This unit turns our attention to creative works in the culture around us. We will continue to draw on readings that give us helpful concepts and perspectives, but we will be more interested in using them to analyze a cultural text than putting them into conversation with one another. As we work toward this cultural analysis, we will continue to develop our proficiency with our three main sets of writing practices.
Writing Process
In the first unit, we developed strategies for different aspects of the writing process: invention (generating ideas and content), drafting, organization, peer review, revising, and reflection. In this unit, we will expand on these strategies and include more of an emphasis on research. Specifically, our thinking on invention will expand from analyzing texts and putting them into conversation with one another to analyzing a primary text through the lens of secondary texts.
Literacy Practices
We started the first unit by making observations about our own experience and the world around us. We then shifted our attention to making observations about texts and their purposes. We considered how the concept of mindfulness could be understood through the lens of different concepts and perspectives. We analyzed texts to assess their uses and limits and to note their similarities and differences. We applied our thinking to articulate new understandings of mindfulness based on our analysis.

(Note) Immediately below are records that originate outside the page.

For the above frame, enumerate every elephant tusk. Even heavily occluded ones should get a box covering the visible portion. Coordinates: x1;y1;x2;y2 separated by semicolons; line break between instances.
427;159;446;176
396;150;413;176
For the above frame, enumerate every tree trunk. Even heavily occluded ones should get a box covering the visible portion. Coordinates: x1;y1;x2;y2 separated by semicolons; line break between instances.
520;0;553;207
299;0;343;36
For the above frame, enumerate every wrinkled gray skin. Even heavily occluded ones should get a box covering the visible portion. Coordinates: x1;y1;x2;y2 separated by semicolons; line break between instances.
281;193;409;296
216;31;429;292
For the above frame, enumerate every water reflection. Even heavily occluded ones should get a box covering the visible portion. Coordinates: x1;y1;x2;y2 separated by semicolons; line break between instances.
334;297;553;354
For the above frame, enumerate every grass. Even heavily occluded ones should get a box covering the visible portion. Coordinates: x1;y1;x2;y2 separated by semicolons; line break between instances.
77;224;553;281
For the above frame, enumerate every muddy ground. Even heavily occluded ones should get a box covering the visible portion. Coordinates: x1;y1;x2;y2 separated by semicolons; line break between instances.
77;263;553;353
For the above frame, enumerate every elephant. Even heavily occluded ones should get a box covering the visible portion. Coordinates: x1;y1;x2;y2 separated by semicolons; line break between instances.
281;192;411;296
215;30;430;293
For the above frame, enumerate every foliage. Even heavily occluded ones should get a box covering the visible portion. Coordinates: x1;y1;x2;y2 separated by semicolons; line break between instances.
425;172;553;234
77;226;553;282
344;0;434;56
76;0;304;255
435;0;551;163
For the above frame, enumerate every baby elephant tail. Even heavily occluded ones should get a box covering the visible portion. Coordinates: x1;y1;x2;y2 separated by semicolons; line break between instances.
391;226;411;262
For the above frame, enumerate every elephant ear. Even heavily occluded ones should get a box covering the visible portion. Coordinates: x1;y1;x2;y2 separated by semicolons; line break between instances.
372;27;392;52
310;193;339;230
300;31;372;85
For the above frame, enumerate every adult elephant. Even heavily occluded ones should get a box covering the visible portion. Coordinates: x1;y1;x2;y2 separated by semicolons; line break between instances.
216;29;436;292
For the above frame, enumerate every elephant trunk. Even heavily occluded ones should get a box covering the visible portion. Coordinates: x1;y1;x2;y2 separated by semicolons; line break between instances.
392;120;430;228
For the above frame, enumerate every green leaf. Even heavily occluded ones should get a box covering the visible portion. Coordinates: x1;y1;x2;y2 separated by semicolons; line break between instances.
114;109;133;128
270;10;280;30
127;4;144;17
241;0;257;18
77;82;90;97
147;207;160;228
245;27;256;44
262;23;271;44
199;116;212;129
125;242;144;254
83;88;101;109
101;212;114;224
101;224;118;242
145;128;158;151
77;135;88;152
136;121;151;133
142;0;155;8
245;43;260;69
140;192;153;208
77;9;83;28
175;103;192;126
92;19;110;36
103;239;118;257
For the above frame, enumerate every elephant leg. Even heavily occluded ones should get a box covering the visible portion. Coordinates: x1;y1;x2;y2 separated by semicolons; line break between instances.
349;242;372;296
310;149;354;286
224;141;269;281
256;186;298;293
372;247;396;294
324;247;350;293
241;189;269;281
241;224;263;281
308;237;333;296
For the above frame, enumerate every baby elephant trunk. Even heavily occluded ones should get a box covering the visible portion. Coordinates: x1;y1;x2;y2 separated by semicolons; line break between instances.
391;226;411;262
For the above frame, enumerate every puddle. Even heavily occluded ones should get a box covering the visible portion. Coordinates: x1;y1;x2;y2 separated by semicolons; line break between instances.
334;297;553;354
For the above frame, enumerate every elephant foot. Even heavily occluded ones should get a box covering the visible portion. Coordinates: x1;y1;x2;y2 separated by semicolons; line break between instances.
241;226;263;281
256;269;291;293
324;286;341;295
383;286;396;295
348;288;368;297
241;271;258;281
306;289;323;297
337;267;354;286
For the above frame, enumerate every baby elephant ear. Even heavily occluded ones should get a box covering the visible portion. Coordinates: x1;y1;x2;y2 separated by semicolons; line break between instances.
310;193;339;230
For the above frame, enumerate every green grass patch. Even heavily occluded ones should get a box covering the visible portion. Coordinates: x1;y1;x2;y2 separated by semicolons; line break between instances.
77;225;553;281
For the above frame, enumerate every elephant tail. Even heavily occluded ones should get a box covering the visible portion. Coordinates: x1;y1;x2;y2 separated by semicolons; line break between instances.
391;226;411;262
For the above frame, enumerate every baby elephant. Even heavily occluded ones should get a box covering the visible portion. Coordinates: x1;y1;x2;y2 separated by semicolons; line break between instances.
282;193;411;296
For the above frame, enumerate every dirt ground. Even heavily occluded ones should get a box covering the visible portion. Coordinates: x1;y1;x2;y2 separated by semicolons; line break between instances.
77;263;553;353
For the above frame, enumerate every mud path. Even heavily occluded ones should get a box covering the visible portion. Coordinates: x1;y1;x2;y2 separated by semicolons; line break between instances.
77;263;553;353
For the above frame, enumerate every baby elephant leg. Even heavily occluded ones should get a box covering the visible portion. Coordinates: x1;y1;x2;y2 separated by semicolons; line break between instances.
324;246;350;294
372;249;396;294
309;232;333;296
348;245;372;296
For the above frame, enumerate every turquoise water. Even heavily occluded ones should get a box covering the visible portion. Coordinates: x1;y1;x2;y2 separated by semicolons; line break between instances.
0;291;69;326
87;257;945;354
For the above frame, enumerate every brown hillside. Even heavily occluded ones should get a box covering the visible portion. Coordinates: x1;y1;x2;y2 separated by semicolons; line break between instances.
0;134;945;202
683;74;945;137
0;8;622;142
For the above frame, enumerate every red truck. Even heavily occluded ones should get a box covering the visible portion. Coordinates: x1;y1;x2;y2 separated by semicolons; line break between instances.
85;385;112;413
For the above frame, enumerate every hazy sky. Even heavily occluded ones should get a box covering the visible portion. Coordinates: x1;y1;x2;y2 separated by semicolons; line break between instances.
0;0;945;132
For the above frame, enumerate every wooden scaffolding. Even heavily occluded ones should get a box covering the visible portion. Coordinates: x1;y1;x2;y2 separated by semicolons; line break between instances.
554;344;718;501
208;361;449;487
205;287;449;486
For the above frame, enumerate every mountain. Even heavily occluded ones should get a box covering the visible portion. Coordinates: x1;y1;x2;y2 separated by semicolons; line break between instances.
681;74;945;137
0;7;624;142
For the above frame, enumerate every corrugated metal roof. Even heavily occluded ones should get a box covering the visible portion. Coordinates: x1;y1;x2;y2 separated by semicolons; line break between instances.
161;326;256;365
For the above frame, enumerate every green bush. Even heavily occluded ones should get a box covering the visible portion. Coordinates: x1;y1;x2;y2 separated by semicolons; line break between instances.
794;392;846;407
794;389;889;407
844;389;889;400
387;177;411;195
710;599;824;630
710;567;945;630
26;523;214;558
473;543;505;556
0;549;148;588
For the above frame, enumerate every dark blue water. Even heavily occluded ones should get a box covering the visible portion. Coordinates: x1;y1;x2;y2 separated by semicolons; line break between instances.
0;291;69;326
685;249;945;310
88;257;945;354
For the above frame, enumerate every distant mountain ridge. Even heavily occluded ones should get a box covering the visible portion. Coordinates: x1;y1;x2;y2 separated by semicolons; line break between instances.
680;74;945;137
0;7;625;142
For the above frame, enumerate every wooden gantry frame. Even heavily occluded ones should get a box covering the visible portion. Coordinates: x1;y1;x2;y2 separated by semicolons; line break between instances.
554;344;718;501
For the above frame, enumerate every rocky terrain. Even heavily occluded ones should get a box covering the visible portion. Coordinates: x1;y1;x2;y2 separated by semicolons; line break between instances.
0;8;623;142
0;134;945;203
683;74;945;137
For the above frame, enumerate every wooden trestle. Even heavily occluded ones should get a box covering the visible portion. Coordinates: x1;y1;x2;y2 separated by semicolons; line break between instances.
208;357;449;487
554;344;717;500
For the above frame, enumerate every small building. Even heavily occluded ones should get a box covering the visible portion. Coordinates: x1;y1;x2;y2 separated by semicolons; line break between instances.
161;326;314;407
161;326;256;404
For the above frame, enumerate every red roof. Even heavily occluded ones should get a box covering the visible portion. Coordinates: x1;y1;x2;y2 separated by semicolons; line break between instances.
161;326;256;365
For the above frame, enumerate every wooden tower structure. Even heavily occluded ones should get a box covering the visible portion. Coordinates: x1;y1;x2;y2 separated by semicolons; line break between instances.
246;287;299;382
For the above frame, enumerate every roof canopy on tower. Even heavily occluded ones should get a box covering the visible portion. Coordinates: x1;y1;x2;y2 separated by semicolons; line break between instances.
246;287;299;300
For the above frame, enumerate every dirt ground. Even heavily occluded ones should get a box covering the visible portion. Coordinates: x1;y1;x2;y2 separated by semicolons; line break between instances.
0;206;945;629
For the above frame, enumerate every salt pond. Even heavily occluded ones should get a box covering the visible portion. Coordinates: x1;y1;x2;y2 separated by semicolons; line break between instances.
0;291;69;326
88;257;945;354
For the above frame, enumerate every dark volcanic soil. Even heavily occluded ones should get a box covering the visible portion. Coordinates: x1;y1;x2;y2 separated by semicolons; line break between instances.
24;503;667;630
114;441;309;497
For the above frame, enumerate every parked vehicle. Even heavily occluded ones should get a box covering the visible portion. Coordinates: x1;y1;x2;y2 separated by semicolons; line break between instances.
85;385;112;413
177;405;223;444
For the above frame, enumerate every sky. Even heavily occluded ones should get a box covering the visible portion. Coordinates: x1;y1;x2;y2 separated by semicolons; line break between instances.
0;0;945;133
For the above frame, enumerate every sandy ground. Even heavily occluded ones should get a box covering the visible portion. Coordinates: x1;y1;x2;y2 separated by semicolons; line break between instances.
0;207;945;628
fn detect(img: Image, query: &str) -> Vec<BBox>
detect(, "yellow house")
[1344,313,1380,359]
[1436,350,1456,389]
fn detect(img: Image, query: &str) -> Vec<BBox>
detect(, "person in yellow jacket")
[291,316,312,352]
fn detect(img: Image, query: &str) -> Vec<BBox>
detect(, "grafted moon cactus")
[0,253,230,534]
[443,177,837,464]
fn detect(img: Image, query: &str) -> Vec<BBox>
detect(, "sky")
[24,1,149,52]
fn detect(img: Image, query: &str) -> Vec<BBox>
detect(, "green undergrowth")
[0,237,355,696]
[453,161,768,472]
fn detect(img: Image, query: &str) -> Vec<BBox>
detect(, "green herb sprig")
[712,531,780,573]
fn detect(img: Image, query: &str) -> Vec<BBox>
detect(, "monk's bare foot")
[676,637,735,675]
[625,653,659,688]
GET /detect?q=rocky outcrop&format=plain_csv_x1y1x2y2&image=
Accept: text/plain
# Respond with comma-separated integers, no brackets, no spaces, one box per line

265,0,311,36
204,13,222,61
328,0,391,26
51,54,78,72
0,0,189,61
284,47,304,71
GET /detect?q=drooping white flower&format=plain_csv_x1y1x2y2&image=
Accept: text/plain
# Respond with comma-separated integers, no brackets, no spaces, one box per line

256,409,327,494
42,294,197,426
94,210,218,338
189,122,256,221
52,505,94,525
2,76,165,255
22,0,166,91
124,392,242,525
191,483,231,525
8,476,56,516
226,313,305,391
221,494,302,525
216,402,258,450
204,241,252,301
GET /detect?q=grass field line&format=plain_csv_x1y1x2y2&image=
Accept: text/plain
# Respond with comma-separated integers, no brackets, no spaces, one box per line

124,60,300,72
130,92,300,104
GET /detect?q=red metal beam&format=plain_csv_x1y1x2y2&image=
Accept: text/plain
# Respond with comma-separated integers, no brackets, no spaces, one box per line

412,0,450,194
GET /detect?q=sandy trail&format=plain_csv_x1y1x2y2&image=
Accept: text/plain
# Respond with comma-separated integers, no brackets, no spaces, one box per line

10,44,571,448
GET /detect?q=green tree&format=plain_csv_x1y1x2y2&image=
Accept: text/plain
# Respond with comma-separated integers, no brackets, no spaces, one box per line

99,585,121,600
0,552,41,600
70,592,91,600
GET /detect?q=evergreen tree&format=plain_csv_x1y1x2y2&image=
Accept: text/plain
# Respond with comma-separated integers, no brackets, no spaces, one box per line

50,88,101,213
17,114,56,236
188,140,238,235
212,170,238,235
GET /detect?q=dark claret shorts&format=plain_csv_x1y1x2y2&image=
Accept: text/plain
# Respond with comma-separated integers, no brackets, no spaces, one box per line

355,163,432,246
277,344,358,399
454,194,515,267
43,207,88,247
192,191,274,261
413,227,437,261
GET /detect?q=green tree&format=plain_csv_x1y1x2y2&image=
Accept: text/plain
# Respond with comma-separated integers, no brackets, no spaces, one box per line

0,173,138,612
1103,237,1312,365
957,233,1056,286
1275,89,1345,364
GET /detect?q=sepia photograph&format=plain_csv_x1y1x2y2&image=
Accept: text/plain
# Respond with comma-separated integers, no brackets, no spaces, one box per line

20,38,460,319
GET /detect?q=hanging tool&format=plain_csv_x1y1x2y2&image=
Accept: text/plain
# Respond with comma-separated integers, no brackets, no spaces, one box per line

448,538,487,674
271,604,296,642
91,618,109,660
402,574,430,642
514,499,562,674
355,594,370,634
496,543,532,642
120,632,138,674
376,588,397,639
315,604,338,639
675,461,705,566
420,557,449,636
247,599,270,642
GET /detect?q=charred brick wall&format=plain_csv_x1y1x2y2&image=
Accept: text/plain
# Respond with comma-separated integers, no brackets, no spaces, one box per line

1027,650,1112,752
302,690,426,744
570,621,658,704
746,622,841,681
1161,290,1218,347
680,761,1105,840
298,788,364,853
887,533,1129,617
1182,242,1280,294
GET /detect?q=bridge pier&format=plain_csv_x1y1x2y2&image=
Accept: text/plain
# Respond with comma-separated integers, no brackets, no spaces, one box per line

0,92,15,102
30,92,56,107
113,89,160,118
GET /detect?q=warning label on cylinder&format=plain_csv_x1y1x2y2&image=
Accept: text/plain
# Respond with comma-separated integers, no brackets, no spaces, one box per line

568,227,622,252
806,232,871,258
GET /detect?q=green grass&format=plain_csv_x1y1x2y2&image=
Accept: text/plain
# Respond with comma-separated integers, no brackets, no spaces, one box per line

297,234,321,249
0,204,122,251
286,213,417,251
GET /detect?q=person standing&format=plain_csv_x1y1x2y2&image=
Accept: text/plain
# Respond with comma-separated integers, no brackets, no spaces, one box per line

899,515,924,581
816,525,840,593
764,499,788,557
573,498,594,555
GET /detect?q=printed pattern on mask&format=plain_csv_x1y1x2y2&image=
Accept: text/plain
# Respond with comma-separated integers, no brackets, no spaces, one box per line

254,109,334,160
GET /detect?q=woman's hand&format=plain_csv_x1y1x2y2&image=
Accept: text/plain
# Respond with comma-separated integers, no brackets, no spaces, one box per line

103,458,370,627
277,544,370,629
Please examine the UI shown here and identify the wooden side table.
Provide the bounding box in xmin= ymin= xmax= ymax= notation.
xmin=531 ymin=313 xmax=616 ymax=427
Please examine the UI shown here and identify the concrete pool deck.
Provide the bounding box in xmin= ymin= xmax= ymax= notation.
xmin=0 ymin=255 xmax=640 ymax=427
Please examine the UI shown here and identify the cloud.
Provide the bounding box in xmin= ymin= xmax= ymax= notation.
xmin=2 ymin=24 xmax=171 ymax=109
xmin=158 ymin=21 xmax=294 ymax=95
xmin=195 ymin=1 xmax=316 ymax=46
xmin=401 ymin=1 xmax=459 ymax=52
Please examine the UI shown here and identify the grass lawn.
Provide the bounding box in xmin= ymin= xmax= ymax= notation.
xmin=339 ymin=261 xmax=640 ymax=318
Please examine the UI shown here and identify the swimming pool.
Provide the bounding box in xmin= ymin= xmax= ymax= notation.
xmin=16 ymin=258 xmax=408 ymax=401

For this unit, we will continue to think about the literacy practices of observing, conceptualizing, analyzing, and applying. Our observations will focus on cultural texts, and our analysis will shift from rhetorical analysis, which helped us address the arguments and effectiveness of our readings in the first unit, to cultural analysis, which helps us better understand how cultural texts embody and negotiate different meanings and concepts.
Academic Moves
Our third set of writing practices helps us better participate in academic conversations. Harris’s “coming to terms” helped foreground the importance of understanding and responding to other authors as we develop our own ideas. In this unit, Harris’s notion of “forwarding” will help us build upon this foundation in the thinking of others. This move involves taking a helpful aspect of an author’s thinking and developing it further, opening new possibilities for how the idea could be applied or expanded upon.